Wolusiu, witaj w moim wątku, zaraz pobiegnę do Twego.
Marysiu, dziękuję za wizytę i cieszę się że nie uciekłaś z krzykiem po przeczytaniu połowy, wiesz wątek jest w ciągły rozwoju, jeszcze około 10 lat i będzie super

, córeczka ma imię po swojej ś.p. prababci, która zmarła w tym samym roku w którym mała się urodziła w wieku 95-ciu lat.
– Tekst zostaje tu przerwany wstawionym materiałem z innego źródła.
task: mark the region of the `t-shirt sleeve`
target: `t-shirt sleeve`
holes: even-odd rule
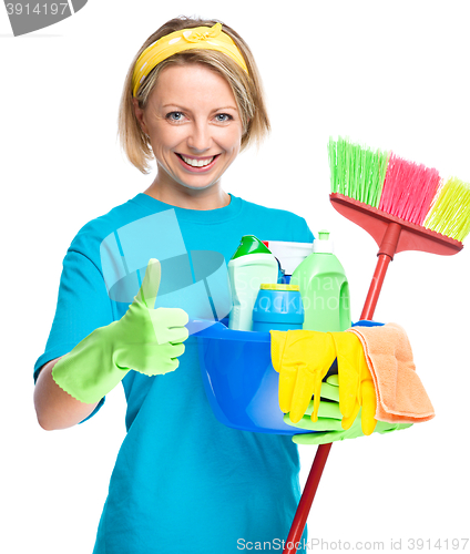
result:
[[[85,255],[69,249],[63,259],[55,316],[45,350],[34,363],[34,384],[44,363],[70,352],[94,329],[112,321],[111,300],[100,269]],[[83,421],[94,416],[103,403],[104,398]]]
[[[308,226],[307,222],[304,219],[304,217],[300,217],[302,219],[302,233],[303,233],[303,236],[305,237],[304,238],[304,243],[313,243],[314,242],[314,234],[311,233],[310,230],[310,227]]]

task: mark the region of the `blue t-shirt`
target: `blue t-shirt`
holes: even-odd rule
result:
[[[135,229],[154,214],[162,222],[175,217],[181,235],[174,243],[166,225],[156,233],[143,226],[136,240]],[[132,244],[137,243],[141,254],[145,253],[142,244],[155,245],[147,259],[164,259],[165,244],[178,244],[186,253],[222,254],[228,264],[243,235],[305,243],[314,238],[304,218],[234,195],[225,207],[194,211],[137,194],[88,223],[71,243],[45,351],[34,366],[34,382],[45,362],[125,314],[132,298],[126,298],[125,287],[114,286],[114,277],[104,275],[102,265],[103,245],[113,248],[110,237],[125,236],[119,229],[133,229],[129,234],[133,243],[115,246],[129,273],[127,266],[136,264],[131,259]],[[119,277],[120,269],[115,270]],[[162,264],[161,287],[164,276]],[[130,371],[122,381],[126,435],[111,476],[94,554],[229,554],[249,546],[282,552],[300,499],[297,445],[288,435],[241,431],[218,422],[205,396],[195,337],[188,337],[178,359],[178,368],[171,373],[147,377]]]

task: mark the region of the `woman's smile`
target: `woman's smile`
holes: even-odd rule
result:
[[[196,173],[204,173],[211,171],[219,154],[215,156],[206,156],[206,157],[194,157],[194,156],[186,156],[184,154],[178,154],[176,155],[180,157],[182,161],[183,167],[188,171],[188,172],[196,172]]]

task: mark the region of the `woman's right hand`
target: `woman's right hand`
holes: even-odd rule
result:
[[[81,402],[93,403],[131,369],[156,376],[178,367],[190,318],[181,308],[154,309],[160,275],[160,261],[151,259],[124,316],[92,331],[55,363],[52,378],[59,387]]]
[[[190,318],[181,308],[154,309],[161,280],[157,259],[149,261],[145,276],[124,316],[114,326],[113,362],[122,370],[134,369],[147,376],[174,371],[184,352]],[[110,326],[109,326],[110,327]]]

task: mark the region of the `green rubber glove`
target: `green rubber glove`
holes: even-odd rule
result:
[[[310,413],[314,410],[313,400],[308,404],[305,416],[297,423],[293,423],[290,421],[288,413],[284,416],[284,421],[288,425],[317,431],[311,434],[294,434],[293,442],[296,444],[329,444],[330,442],[344,441],[345,439],[366,437],[362,432],[361,409],[356,416],[352,425],[347,430],[343,429],[343,413],[339,410],[338,376],[330,376],[328,377],[326,383],[321,383],[321,397],[334,400],[334,402],[320,401],[318,421],[315,423],[310,418]],[[398,431],[400,429],[407,429],[411,425],[412,423],[386,423],[384,421],[377,421],[374,432],[384,434],[391,431]]]
[[[360,422],[360,410],[355,419],[352,425],[346,431],[341,427],[341,420],[337,421],[338,428],[336,431],[327,430],[324,431],[320,425],[313,423],[310,417],[305,417],[295,425],[285,416],[284,421],[293,427],[298,427],[300,429],[310,429],[311,431],[321,431],[317,433],[305,433],[305,434],[294,434],[293,442],[296,444],[329,444],[330,442],[344,441],[345,439],[357,439],[358,437],[366,437],[362,433],[361,422]],[[386,423],[385,421],[377,421],[374,433],[389,433],[391,431],[399,431],[401,429],[408,429],[412,423]]]
[[[55,363],[52,378],[61,389],[81,402],[94,403],[131,369],[155,376],[178,367],[190,318],[181,308],[154,309],[160,279],[160,261],[152,258],[124,316],[92,331]]]

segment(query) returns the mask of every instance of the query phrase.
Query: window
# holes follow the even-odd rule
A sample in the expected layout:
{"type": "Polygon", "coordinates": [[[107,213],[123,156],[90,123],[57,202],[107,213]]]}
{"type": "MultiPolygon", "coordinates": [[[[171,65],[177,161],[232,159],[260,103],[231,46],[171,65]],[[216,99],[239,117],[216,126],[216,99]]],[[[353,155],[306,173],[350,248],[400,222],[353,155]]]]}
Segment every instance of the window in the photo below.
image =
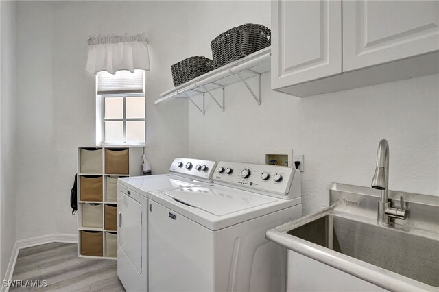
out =
{"type": "Polygon", "coordinates": [[[97,145],[145,143],[143,71],[99,72],[97,82],[97,145]]]}

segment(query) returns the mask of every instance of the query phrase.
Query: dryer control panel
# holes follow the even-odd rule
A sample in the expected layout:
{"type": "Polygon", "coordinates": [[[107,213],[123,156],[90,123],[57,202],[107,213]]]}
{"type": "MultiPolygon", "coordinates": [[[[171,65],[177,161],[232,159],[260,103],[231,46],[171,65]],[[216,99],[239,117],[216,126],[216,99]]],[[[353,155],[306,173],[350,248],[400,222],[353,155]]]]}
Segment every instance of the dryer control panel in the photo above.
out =
{"type": "Polygon", "coordinates": [[[169,167],[169,173],[194,180],[212,181],[216,169],[215,161],[193,158],[175,158],[169,167]]]}
{"type": "Polygon", "coordinates": [[[220,162],[213,181],[263,195],[284,199],[301,196],[300,173],[278,165],[220,162]]]}

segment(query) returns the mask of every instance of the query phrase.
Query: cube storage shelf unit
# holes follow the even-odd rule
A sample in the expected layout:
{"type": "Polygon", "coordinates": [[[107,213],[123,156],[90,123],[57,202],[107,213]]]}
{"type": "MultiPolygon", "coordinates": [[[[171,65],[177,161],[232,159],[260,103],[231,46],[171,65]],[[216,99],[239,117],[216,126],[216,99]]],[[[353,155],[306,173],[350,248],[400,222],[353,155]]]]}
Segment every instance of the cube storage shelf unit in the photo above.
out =
{"type": "Polygon", "coordinates": [[[154,101],[160,104],[165,100],[183,97],[187,98],[203,114],[205,113],[204,96],[207,93],[224,111],[224,87],[233,83],[242,82],[258,104],[261,104],[261,75],[271,69],[271,47],[268,47],[239,60],[222,66],[213,71],[198,76],[175,88],[161,93],[161,99],[154,101]],[[257,93],[248,84],[246,80],[258,76],[259,87],[257,93]],[[222,88],[222,99],[220,101],[212,90],[222,88]],[[195,95],[202,95],[202,105],[199,106],[193,100],[195,95]]]}
{"type": "Polygon", "coordinates": [[[117,258],[117,178],[142,175],[142,147],[78,150],[78,256],[117,258]]]}

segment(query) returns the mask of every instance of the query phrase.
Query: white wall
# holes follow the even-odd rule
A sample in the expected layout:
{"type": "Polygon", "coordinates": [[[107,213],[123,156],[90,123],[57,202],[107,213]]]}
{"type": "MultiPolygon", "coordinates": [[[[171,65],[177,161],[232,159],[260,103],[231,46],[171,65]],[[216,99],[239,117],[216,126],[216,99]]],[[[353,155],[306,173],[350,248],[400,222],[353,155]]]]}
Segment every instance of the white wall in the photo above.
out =
{"type": "MultiPolygon", "coordinates": [[[[203,1],[198,12],[191,55],[209,56],[210,41],[233,26],[271,26],[270,1],[203,1]]],[[[265,149],[292,148],[305,155],[309,213],[328,206],[333,182],[370,186],[385,138],[390,188],[439,195],[438,75],[304,99],[271,90],[269,73],[262,84],[261,106],[242,84],[226,87],[224,112],[207,96],[204,116],[189,105],[189,156],[264,163],[265,149]]]]}
{"type": "MultiPolygon", "coordinates": [[[[252,80],[254,81],[254,80],[252,80]]],[[[189,156],[264,163],[266,149],[305,155],[305,213],[328,206],[331,182],[370,186],[381,138],[390,149],[390,188],[439,193],[439,75],[303,99],[270,90],[258,106],[241,84],[226,88],[222,112],[189,108],[189,156]]]]}
{"type": "Polygon", "coordinates": [[[90,35],[146,33],[146,154],[155,173],[187,155],[187,101],[153,104],[172,86],[171,65],[187,56],[186,9],[178,1],[17,3],[19,239],[76,232],[77,147],[95,141],[95,77],[84,72],[90,35]]]}
{"type": "Polygon", "coordinates": [[[0,2],[0,279],[15,243],[15,12],[0,2]]]}
{"type": "Polygon", "coordinates": [[[225,112],[206,98],[202,116],[184,99],[153,104],[172,86],[170,66],[211,57],[211,40],[233,26],[270,27],[269,1],[16,5],[18,239],[75,233],[69,196],[76,148],[95,141],[95,78],[84,71],[91,34],[147,36],[146,154],[155,173],[179,156],[262,162],[267,147],[293,148],[305,154],[307,212],[327,205],[331,182],[369,185],[386,138],[391,188],[438,194],[437,75],[302,99],[270,90],[265,74],[261,106],[237,84],[226,88],[225,112]]]}

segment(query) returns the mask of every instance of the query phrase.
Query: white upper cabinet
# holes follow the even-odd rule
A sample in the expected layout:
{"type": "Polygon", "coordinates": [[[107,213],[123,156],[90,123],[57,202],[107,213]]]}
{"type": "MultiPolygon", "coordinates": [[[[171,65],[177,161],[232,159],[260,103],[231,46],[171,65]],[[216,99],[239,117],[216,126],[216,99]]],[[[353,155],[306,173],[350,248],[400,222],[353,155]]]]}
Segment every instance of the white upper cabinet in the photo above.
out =
{"type": "Polygon", "coordinates": [[[437,73],[439,1],[273,0],[271,66],[299,97],[437,73]]]}
{"type": "Polygon", "coordinates": [[[439,49],[439,1],[344,1],[343,71],[439,49]]]}
{"type": "Polygon", "coordinates": [[[272,87],[342,73],[342,1],[272,1],[272,87]]]}

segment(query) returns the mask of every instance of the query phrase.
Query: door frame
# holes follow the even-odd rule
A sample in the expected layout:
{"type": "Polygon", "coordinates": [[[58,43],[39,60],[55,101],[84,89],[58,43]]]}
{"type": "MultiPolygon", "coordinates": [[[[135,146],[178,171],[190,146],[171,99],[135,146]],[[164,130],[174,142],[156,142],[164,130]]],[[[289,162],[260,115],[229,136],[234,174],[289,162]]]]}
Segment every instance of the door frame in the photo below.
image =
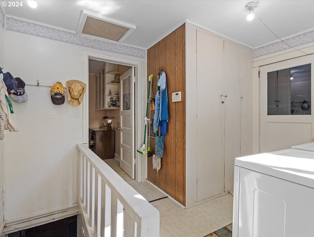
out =
{"type": "MultiPolygon", "coordinates": [[[[311,104],[312,101],[314,101],[314,60],[312,55],[306,55],[300,57],[288,59],[286,60],[277,62],[274,62],[271,63],[268,63],[265,65],[261,65],[259,66],[259,70],[260,72],[259,78],[259,152],[268,152],[267,148],[266,132],[267,123],[268,122],[274,123],[290,123],[295,124],[308,123],[312,124],[312,139],[314,139],[314,112],[312,111],[311,115],[267,115],[267,73],[269,71],[276,71],[278,70],[284,69],[286,68],[297,66],[300,65],[304,65],[308,63],[311,63],[311,104]],[[265,132],[266,131],[266,132],[265,132]]],[[[299,141],[300,143],[302,142],[299,141]]],[[[287,142],[286,143],[288,143],[287,142]]],[[[310,141],[309,141],[310,142],[310,141]]],[[[304,142],[303,143],[304,143],[304,142]]],[[[292,144],[296,145],[296,144],[292,144]]],[[[287,147],[289,147],[290,145],[287,145],[287,147]]],[[[279,148],[279,149],[282,149],[279,148]]]]}
{"type": "MultiPolygon", "coordinates": [[[[133,99],[135,100],[135,129],[134,135],[134,146],[135,148],[140,146],[142,138],[141,135],[143,134],[144,129],[144,122],[141,119],[144,118],[144,109],[143,108],[142,101],[145,100],[145,98],[142,98],[142,95],[145,95],[145,91],[147,85],[145,80],[145,75],[146,73],[145,64],[146,59],[138,59],[130,57],[115,54],[114,56],[110,56],[113,54],[106,52],[105,54],[100,54],[89,51],[83,52],[83,78],[84,82],[88,85],[88,59],[93,59],[104,61],[107,62],[115,63],[118,64],[125,65],[131,67],[135,67],[135,93],[133,99]],[[132,59],[130,59],[132,58],[132,59]]],[[[88,110],[89,110],[89,99],[88,90],[86,89],[86,96],[82,103],[83,104],[83,143],[88,143],[88,110]]],[[[145,97],[145,96],[144,96],[145,97]]],[[[140,182],[145,179],[147,177],[147,169],[145,168],[147,166],[147,159],[142,159],[140,154],[135,152],[135,179],[137,182],[140,182]]]]}

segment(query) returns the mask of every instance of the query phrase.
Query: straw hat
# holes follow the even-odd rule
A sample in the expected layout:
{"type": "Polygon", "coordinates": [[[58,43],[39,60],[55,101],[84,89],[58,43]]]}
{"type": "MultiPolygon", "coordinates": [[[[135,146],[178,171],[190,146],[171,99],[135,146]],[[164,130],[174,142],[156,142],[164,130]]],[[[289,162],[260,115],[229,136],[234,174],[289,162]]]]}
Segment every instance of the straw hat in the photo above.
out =
{"type": "Polygon", "coordinates": [[[70,80],[66,83],[68,101],[72,105],[79,105],[86,90],[86,84],[77,80],[70,80]]]}

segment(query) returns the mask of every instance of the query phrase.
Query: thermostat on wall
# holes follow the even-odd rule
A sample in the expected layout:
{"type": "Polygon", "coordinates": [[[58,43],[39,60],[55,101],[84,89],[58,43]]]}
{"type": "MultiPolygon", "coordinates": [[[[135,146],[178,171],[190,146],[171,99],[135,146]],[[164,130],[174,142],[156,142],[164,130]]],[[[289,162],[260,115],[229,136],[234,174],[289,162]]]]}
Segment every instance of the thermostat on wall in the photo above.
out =
{"type": "Polygon", "coordinates": [[[177,102],[181,101],[181,91],[174,92],[172,93],[172,102],[177,102]]]}

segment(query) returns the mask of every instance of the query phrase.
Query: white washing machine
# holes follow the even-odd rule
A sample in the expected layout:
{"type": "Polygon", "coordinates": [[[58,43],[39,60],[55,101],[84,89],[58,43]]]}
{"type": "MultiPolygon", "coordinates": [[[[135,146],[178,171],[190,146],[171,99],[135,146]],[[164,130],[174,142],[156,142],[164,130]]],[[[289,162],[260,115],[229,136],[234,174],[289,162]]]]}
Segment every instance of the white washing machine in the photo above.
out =
{"type": "Polygon", "coordinates": [[[314,149],[236,159],[233,237],[312,236],[314,213],[314,149]]]}

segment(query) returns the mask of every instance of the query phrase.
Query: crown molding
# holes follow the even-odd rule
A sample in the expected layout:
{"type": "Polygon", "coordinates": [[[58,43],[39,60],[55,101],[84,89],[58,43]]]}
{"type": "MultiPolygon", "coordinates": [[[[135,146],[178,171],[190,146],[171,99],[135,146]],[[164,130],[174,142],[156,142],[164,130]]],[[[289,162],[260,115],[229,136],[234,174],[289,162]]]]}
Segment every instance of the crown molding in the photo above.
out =
{"type": "MultiPolygon", "coordinates": [[[[289,45],[294,48],[299,47],[314,42],[314,30],[302,33],[284,40],[289,45]]],[[[277,41],[253,49],[253,58],[260,58],[270,54],[293,50],[282,41],[277,41]]]]}
{"type": "Polygon", "coordinates": [[[77,34],[51,26],[6,17],[5,30],[46,39],[138,58],[146,58],[146,50],[77,34]]]}

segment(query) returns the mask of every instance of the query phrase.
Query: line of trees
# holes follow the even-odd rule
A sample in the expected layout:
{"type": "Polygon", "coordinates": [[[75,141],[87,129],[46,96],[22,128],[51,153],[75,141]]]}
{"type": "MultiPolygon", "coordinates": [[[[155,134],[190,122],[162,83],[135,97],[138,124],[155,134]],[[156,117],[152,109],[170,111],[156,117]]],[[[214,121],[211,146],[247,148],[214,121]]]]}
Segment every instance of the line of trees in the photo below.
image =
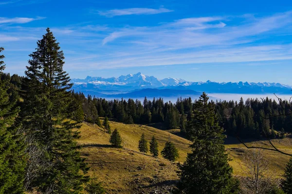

Ogórki zjadają bażanty, bardzo lubią się kokosić w moim warzywniku, wiadomo cieplutko i mięciutko mają a i pojeść mogą jeszcze.
Witaj
Ewo, w dziale warzywniczym to ta trochę się śmieją z takich pomysłów, ale mnie zechciało się spróbować, pomidor do góry nogami wyglądał bardzo fajnie.
Asiu 
fajnie, że zajrzałaś, zaraz wstawię zdjęcia bzu i inne.
Aniu, dziękuję
Witaj Wiolu, roślinki od Ciebie już posadzone, ilość gratisów przewyższała ilość roślin kupionych

w szoku byłam totalnym
Witaj
Paulii, dziękuję za wszystkie miłe słowa, rośliny owszem rosną tylko doszłam do wniosku, że przydałby mi się jakiś lepszy zmysł kompozycji a ja zdolności plastycznych to za grosz nie posiadam.
A teraz idę po drugi komputer bo ten ze względu na brak jakiegos programu nie otwiera zdjęć.